Thursday, September 30, 2010

A primer in so-called "journalistic objectivity"

I've probably already said as much as I can usefully say about the cretinous attempts of Robert Menendez and co to set up a show-trial over the Megrahi affair. But reading the Wall Street Journal's accounts of the token Senate hearing yesterday, I was reminded once again of one little thing that's been nagging away at me about the US reporting of this affair. After my partial success with Dr Aubrey de Grey a little while ago, I decided I might as well chance my arm once again and send a direct query to the journalist in question, Paul Sonne -

"Can I ask why in your WSJ articles about Megrahi, the words compassionate release are always either put in inverted commas, or preceded with the words "so-called", or indeed both?

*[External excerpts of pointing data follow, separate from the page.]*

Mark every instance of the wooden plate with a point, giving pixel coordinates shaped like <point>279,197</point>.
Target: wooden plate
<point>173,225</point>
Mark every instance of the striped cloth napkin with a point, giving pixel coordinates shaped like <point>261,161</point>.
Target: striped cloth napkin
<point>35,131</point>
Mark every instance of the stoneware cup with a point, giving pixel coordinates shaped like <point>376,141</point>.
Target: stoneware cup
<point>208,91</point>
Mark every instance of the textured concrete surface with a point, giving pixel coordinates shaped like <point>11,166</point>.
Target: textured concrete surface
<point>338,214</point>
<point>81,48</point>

Since it's a straightforward legal term, it seems to me that what you're doing is the rough equivalent of saying that Megrahi was found guilty of so-called "murder". Aren't you giving a misleading impression to your readers that the whole concept of compassionate release was a wheeze dreamed up for this particular case?"

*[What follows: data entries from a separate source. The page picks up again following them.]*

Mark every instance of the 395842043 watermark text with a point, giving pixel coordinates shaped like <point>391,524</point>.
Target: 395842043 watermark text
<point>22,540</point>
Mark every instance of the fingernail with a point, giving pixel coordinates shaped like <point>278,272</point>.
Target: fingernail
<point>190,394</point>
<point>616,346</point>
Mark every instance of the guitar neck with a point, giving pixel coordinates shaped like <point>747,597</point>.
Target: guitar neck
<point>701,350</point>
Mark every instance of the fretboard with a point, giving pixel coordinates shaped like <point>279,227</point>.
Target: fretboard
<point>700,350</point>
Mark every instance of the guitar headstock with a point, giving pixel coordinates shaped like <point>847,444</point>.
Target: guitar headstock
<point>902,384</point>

To his credit, Mr Sonne did take the trouble to send a reply, albeit a brief one -

"Hi James,

It is only meant to designate that this is what it is called by Scotland, not by us as writers.

All the best,
Paul"


Hmmm. Are you convinced? I'd suggest that what writers do and do not feel the need to madly disassociate themselves from actually tells you rather a lot about their biases, unconscious or otherwise. What do you think the chances are, for instance, of seeing a mainstream American journalist refer to his or her country's prisons as so-called "correctional institutions", or to the Guantanamo kangaroo courts as so-called "military tribunals"? If we're to take Mr Sonne's explanation at face value it surely follows that, whenever journalists neglect to place such a disclaimer on politically-loaded terms, they can be reasonably charged with having set aside their objectivity.

1 comment:

  1. He has certainly set a dangerous precedent.